WBA, Small Cell Forum collaborate on Wi-Fi/small cell hotspots

The Wireless Broadband Alliance announced a partnership with the Small Cell Forum aimed at integrating Wi-Fi hotspots with licensed small cells and also revealed that a fifth of mobile operators surveyed intend to launch next-generation Wi-Fi hotspots by the end of 2013.

The collaboration between the WBA and Small Cell Forum will examine how small cells could impact efforts by the WBA and GSMA to simplify Next Generation Hotspot (NGH) access and will also address sharing best practices for optimizing the user experience and operator deployment strategies for joint Wi-Fi/small cell hotspots.

The organizations also want to work on integrating Wi-Fi and small cells on a network level, instead of simply using Wi-Fi to provide a pipe into the cellular network. Doing so could shift cellular services such as voice and SMS to Wi-Fi hotspots to support cellular services and set the stage for advanced traffic management and smart offloading features over the radio interfaces as well as within the backend networks, said the groups.

Vendors are increasingly pondering ways to efficiently integrate Wi-Fi and small cells.
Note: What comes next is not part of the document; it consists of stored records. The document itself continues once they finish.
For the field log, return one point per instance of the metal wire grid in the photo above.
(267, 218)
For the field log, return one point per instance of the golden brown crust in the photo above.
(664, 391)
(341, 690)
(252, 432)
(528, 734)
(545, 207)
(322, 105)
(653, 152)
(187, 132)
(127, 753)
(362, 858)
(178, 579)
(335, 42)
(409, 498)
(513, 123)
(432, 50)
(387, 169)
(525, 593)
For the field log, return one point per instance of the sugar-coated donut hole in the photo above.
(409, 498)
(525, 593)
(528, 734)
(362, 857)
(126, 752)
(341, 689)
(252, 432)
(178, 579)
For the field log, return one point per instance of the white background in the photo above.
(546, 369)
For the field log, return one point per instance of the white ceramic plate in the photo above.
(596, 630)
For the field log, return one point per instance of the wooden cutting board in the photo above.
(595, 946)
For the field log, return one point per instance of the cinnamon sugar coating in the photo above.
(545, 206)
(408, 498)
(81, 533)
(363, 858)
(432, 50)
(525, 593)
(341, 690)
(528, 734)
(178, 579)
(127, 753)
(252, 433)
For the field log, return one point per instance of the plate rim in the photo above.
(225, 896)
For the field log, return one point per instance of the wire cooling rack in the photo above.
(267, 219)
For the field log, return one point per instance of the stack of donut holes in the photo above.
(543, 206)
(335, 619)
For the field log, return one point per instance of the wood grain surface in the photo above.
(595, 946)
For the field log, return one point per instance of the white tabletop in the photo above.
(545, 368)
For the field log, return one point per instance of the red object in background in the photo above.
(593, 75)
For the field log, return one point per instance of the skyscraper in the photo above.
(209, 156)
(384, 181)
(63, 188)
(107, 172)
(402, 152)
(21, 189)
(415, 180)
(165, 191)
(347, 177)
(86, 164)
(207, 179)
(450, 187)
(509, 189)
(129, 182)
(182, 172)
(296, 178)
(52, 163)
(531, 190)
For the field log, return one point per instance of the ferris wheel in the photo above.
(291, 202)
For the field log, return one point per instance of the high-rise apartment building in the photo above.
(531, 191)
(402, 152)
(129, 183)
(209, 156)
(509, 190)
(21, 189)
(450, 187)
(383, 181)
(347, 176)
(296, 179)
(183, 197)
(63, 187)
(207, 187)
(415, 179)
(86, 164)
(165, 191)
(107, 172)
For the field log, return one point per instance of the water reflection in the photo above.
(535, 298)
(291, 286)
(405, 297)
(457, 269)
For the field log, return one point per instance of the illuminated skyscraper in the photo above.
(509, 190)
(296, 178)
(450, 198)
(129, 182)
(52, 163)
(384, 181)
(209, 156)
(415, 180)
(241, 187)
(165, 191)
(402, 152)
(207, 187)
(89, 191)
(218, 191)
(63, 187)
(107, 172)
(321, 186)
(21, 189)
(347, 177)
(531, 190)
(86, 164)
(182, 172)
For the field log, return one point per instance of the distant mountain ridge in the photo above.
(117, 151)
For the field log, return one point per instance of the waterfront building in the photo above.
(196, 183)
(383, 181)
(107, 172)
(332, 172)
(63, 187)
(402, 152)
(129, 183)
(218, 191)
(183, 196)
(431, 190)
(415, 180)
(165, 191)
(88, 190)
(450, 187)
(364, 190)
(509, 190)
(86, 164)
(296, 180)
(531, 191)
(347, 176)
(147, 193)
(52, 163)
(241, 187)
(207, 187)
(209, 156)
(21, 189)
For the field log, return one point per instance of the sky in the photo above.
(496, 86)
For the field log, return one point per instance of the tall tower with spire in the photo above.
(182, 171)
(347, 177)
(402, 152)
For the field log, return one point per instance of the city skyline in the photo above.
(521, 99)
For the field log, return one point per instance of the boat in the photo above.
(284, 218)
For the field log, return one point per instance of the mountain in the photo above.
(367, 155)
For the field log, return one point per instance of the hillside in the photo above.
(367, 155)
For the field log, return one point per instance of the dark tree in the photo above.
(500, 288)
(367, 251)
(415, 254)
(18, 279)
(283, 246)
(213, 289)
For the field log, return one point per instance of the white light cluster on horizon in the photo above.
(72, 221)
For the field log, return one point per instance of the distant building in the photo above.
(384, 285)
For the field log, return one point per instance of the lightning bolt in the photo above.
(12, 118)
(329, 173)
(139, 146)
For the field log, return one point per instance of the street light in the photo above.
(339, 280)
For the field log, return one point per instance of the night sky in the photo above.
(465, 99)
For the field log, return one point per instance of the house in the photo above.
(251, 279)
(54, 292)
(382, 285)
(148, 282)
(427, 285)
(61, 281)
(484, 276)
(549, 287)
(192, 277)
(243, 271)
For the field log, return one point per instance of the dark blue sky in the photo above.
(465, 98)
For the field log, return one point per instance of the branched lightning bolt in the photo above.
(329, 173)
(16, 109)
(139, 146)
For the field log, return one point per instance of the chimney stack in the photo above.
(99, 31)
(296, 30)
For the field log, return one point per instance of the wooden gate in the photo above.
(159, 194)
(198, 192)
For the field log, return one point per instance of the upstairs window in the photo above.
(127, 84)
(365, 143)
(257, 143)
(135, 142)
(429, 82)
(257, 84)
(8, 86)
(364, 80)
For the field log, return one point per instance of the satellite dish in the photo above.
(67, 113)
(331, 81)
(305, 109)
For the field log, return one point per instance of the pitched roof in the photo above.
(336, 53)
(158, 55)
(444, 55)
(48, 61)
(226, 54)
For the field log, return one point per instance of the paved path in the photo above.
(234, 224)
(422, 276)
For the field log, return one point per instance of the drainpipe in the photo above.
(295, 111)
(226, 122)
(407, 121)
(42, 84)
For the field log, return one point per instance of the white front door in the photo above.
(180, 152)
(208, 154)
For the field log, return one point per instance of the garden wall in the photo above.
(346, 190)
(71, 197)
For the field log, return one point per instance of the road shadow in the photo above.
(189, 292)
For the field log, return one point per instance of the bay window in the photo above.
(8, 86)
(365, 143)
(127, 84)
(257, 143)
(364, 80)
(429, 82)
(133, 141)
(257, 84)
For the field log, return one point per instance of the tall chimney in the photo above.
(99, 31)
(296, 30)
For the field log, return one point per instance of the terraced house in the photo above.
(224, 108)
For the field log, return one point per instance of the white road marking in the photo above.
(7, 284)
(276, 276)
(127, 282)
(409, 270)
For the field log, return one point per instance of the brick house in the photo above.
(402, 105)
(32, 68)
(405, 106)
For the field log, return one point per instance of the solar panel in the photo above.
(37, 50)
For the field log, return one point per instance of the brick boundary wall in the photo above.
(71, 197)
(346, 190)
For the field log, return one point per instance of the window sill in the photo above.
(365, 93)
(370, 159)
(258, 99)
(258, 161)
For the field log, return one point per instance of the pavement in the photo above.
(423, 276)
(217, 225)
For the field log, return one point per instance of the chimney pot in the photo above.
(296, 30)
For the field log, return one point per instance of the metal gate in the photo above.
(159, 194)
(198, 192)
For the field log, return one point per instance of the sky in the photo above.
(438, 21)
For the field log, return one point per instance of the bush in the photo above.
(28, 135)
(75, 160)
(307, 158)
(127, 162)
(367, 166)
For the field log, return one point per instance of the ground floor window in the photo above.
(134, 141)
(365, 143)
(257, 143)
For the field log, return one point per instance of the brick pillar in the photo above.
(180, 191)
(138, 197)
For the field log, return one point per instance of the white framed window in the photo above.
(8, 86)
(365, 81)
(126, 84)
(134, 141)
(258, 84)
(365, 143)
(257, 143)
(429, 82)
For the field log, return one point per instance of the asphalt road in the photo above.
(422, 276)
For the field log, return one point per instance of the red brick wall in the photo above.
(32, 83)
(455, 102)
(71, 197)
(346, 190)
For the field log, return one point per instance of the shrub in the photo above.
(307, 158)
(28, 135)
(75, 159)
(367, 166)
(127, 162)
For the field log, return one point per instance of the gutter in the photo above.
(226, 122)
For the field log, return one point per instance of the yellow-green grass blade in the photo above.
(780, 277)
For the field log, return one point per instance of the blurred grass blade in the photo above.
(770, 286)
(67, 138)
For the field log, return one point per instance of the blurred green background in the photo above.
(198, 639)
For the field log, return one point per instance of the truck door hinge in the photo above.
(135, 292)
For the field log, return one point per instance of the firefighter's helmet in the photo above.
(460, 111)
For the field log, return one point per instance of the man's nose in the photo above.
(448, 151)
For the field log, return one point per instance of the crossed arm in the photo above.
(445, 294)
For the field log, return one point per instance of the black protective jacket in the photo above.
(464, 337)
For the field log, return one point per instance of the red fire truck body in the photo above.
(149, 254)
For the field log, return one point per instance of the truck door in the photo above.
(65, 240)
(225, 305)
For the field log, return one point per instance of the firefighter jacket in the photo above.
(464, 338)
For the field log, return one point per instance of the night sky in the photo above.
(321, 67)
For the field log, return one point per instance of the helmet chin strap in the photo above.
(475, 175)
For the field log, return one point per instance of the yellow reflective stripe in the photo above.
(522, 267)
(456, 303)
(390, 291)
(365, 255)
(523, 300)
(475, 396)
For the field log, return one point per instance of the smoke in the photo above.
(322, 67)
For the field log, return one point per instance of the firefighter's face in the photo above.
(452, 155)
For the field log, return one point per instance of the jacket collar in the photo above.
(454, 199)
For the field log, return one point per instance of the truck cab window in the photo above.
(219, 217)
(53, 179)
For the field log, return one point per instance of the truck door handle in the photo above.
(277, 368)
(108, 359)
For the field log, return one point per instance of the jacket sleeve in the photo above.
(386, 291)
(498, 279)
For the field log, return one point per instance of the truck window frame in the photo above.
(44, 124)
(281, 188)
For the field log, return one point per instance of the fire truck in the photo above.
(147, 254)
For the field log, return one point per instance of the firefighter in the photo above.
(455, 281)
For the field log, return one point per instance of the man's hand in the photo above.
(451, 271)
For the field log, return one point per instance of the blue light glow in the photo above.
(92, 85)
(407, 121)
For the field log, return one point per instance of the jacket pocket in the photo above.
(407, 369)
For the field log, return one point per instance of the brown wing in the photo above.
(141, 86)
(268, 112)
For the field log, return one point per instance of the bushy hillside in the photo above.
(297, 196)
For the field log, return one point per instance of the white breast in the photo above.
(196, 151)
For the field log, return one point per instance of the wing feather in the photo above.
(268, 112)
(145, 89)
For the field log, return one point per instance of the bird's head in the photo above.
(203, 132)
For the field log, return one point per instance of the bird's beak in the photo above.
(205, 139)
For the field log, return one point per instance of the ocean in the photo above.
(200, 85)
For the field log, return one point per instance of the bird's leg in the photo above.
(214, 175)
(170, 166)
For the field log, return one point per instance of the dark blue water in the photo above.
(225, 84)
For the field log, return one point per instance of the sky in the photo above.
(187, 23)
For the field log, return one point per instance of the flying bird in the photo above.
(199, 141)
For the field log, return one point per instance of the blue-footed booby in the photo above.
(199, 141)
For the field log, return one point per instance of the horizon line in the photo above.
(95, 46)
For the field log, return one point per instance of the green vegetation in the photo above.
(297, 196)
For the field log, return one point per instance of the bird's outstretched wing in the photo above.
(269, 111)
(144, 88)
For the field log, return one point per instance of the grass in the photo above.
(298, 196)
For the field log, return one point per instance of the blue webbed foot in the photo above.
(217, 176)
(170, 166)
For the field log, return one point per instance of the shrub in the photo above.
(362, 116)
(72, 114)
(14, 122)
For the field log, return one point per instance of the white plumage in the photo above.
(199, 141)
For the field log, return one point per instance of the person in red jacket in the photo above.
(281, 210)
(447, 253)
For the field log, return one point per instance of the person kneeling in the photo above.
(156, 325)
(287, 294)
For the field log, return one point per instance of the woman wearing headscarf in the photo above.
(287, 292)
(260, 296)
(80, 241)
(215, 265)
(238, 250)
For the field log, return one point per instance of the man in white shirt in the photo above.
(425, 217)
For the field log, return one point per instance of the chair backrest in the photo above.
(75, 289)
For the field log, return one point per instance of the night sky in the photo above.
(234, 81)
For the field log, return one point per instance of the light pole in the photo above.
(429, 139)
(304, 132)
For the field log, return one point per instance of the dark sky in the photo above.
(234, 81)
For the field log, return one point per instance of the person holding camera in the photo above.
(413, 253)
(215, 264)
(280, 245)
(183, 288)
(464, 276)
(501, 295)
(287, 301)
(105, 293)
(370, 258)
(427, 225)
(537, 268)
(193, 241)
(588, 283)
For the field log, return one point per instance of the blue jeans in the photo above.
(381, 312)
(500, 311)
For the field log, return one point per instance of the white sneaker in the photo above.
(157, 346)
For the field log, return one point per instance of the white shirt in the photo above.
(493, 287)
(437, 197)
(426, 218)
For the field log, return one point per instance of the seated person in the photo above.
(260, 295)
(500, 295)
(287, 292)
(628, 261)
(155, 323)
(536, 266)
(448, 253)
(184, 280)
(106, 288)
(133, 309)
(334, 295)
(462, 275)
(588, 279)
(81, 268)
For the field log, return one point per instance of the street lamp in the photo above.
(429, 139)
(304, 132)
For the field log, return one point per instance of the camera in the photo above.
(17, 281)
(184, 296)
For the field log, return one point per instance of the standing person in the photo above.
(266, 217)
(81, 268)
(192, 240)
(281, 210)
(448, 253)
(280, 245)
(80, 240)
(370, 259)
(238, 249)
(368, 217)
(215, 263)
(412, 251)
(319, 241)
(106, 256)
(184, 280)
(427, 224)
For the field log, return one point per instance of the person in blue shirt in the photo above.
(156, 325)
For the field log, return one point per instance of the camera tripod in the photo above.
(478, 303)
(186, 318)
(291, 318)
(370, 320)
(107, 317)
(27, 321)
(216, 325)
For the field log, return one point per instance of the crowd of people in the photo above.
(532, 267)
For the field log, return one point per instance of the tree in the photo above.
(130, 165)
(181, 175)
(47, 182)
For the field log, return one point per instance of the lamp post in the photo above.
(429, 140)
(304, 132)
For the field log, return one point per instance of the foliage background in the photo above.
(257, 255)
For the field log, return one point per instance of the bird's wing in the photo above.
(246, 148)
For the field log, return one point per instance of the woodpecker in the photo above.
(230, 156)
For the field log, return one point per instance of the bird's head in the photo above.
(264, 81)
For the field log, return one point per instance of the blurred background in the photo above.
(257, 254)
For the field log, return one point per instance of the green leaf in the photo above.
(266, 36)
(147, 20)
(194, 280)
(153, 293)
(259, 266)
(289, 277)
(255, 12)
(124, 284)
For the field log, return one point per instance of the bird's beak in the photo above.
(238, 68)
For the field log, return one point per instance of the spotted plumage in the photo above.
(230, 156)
For example, SpiderCloud has integrated Wi-Fi radios into its enterprise small cells, and Telefonica UK's O2 business is deploying outdoor Wi-Fi gear from Ruckus Wireless that will also support collocated small cell radios in the future.

The WBA's Next Generation Hotspot (NGH) program--which is designed to simplify public Wi-Fi access, particularly from smartphones by allowing secure connections without the need for usernames and passwords-- is in phase two of an international trial project involving more than 50 major industry players including AT&T (NYSE:T), Boingo Wireless, BSkyB, BT, China Mobile, Cisco, Ericsson (NASDAQ:ERIC), KT, NTT DoCoMo, Orange and Time Warner Cable.

The NGH program is expected to benefit from advances achieved by the WBA's work with the Small Cell Forum, said JR Wilson, WBA chairman, noting the collaboration promises to enable "a highly dependable, easy-to-use, seamless service across many different network technologies."

In other news, the WBA released results from a survey compiled by Informa Telecoms & Media, which showed that 19 percent of operator respondents expect to deploy NGH, which is based on Passpoint-certified equipment, by the end of 2013. Passpoint-certified devices automatically identify and join Wi-Fi networks, and users are not required to complete a manual login process. The Wi-Fi Alliance oversees Wi-Fi Certified Passpoint, the certification program for devices and infrastructure equipment.

"Large operators are already seeing a significant increase in Wi-Fi usage. China Mobile, for example, saw a 102.5 percent year-on-year increase in Wi-Fi traffic in H1 2012, and Japan's NTT DoCoMo plans to grow its 14,200 hotspots by as much as 1.5 times before the end of the year," said Wilson.

The Informa survey also revealed that 40 percent of Wi-Fi hotspot connections are made via smartphones, while 39 percent of connections are made through laptops and 17 percent by tablets.

Three-quarters of the survey's operator respondents reported that less than 10 percent of their overall user base connects to hotspots while travelling. "NGH is a critical means of increasing international usage by allowing users to automatically connect to hotspots where their operator has a roaming agreement," said the WBA.

Four primary locations are expected to dominate future public Wi-Fi hotspot growth: Wide-area outdoor hotzones (such as parks); transport hubs (such as airports), social venues (such as bars and cafes); and local-area outdoor hotzones, (such as popular tourist attractions). More than 70 percent of survey respondents expect to invest in LTE as well as Wi-Fi hotspots.

Informa's survey, which was carried out during the third-quarter of 2012, drew responses from 386 participants.